Tractability may be a concern but shouldn’t more people still be talking about these problems if only to raise the alarm (about an additional reason that the AI transition may go badly)? (I’ve listened to all the recent podcasts on AI risk that I could find, and nobody brought it up even once.)
How can I better recruit attention and resources to this topic? For example, should I draw on my crypto-related fame, or start a prize or grant program with my own money? I’m currently not inclined to do either, out of inertia, unfamiliarity, uncertainty of getting any return, fear of drawing too much attention from people who don’t have the highest caliber of thinking, and signaling wrong things (having to promote ideas with one’s own money instead of attracting attention based on their merits). But I’m open to having my mind changed if anyone has good arguments about this.
What does it imply that so few people are working on this at such a late stage? For example, what are the implications for the outcome of the human-AI transition, and on the distribution of philosophical competence (and hence the distribution of values, decision theories, and other philosophical views) among civilizations in the universe/multiverse?
At each stage of this journey, I took what seemed to be the obvious next step (often up a meta ladder), but in retrospect each step left behind something like 90-99% of fellow travelers. From my current position, it looks like “all roads lead to metaphilosophy” (i.e., one would end up here starting with an interest in any nontrivial problem that incentivizes asking meta questions) and yet there’s almost nobody here with me. What gives?
As for the AI safety path (as opposed to pure intellectual curiosity) that also leads here, I guess I do have more of a clue what’s going on. I’ll describe the positions of 4 people I know. Most of this is from private conversations so I won’t give their names.

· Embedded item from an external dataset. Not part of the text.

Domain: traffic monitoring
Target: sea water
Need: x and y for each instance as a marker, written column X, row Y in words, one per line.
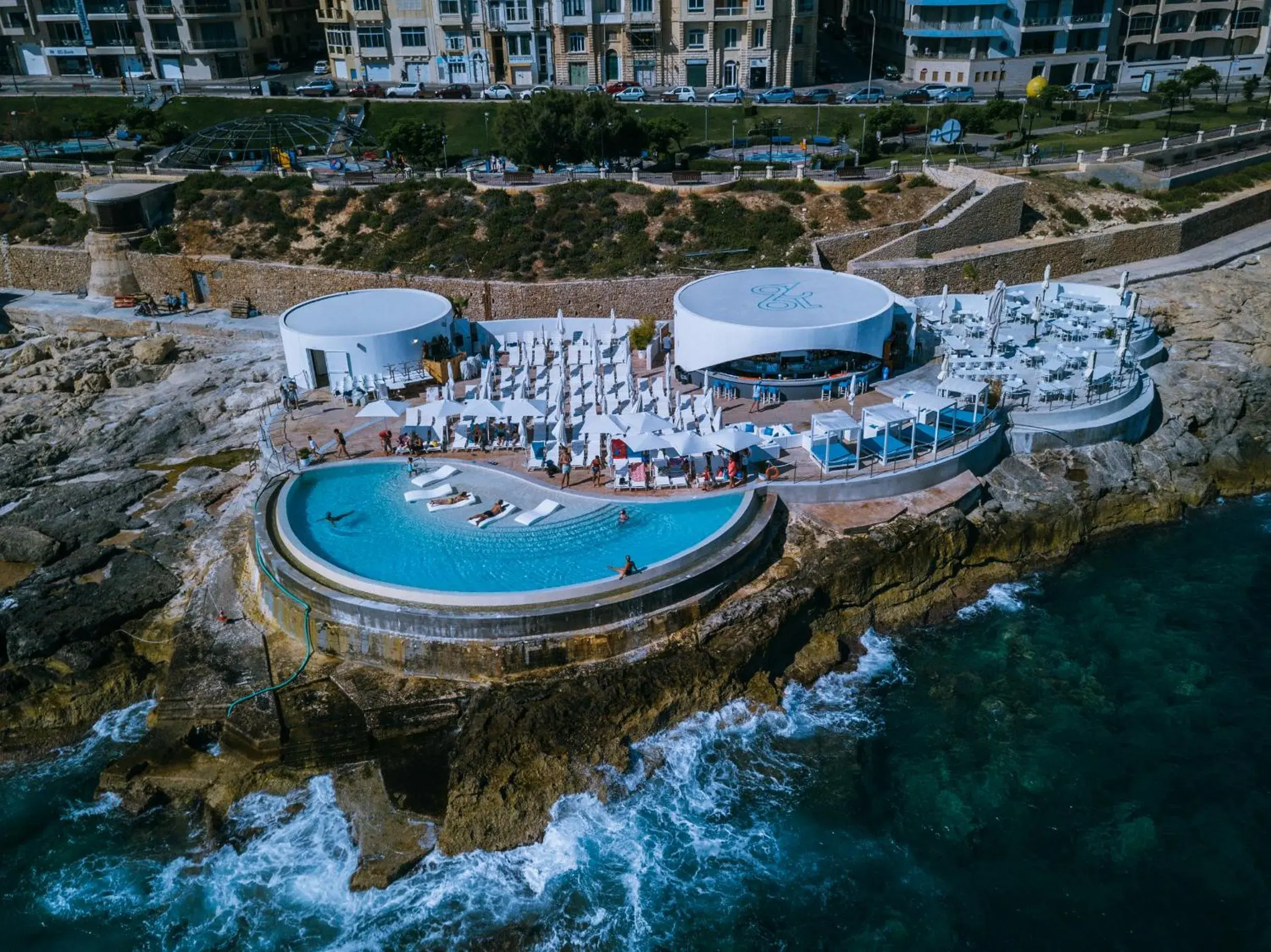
column 1081, row 762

Person A has a specific model of the AI transition that they’re pretty confident in, where the first AGI is likely to develop a big lead and if it’s aligned, can quickly achieve human uploading then defer to the uploads for philosophical questions.

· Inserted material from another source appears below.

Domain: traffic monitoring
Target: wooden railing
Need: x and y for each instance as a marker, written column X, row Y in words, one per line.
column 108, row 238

Person B thinks that ensuring AI philosophical competence won’t be very hard. They have a specific (unpublished) idea that they are pretty sure will work. They’re just too busy to publish/discuss the idea.
Person C will at least think about metaphilosophy in the back of their mind (as they spend most of their time working on other things related to AI safety).
Person D thinks it is important and too neglected but they personally have a comparative advantage in solving intent alignment.
To me, this paints a bigger picture that’s pretty far from “humanity has got this handled.” If anyone has any ideas how to change this, or answers to any of my other unsolved problems in this post, or an interest in working on them, I’d love to hear from you.